Iris Murdoch’s philosophy: what use is it to higher education today?

In the week of Murdoch’s centenary, Miles Leeson reflects on what lessons the academic turned philosopher could have for university leaders 

July 19, 2019
Irish Murdoch

If this question had been asked 10, or even five, years ago the answer from most professional philosophers would have been one of swift dismissal; that Iris Murdoch was “outmoded”, “regressive”, or simply not worth reading. This view partly stems from her leaving active teaching at the end of the 1960s to dedicate herself to fiction writing, and publishing perhaps her most important (and accessible) collection of philosophical papers, The Sovereignty of Good in 1970.

Certainly, there was more work to come, including her lengthy Metaphysics as a Guide to Morals that developed out of her 1982 Gifford lectures but was published to rather mixed reviews in 1992; a book on Heidegger remains unpublished. During her time teaching at the University of Oxford she was a central part of the philosophy scene but was always going against the grain, railing against the worst excesses of linguistic analysis, taking Platonic forms seriously, and engaging with the work of Simone Weil.

So what changed? Arguably her philosophy is now more popular than it has ever been. She is no longer seen as an outlier but tied to key movements happening in moral philosophy. Two recent symposia dedicated to her work in Oxford (where it has never been seriously considered before) and engagement across the world were highlighted this week in her centenary conference at St Anne’s College.

Her works on the concept of morality are universal and not restricted to her own time; given the current political crises and changes in how we perceive ourselves, our relationships, and our engagement with equality and gender issues, there has never been a better time for university leaders to consider her work.
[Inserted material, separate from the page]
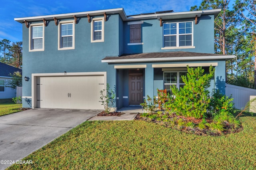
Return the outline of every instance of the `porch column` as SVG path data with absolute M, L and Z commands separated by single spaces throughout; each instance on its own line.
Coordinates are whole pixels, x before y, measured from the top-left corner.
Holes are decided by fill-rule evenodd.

Like the other women philosophers of her generation – Elizabeth Anscombe, Philippa Foot and Mary Midgley – Murdoch rejected the idea that morality is something that one chooses to guide one’s values. No, she says, we must recognise that there are truths that do exist; we must recognise the reality of the moral life. She goes further than her compatriots by insisting that we return to Plato, to the idea that goodness, justice, beauty and so on are real constituents of existence, and that we need to reconsider metaphysics to form a coherent moral life; in effect to form a moral psychology.

We need, she said, “a theology that can continue without God”, meaning the concept of a personal saviour.

If all this sounds rather complicated it needn’t be. It can, in effect, be reduced to a handful of key concepts that she brings together most sharply in The Sovereignty of Good. Firstly, that the chief enemy of living the good life is “the fat, relentless ego”, that we need to move outside of ourselves, that we constantly need to try and shift our attention towards “the other”, and that in so doing we become more fully aware, more fully human.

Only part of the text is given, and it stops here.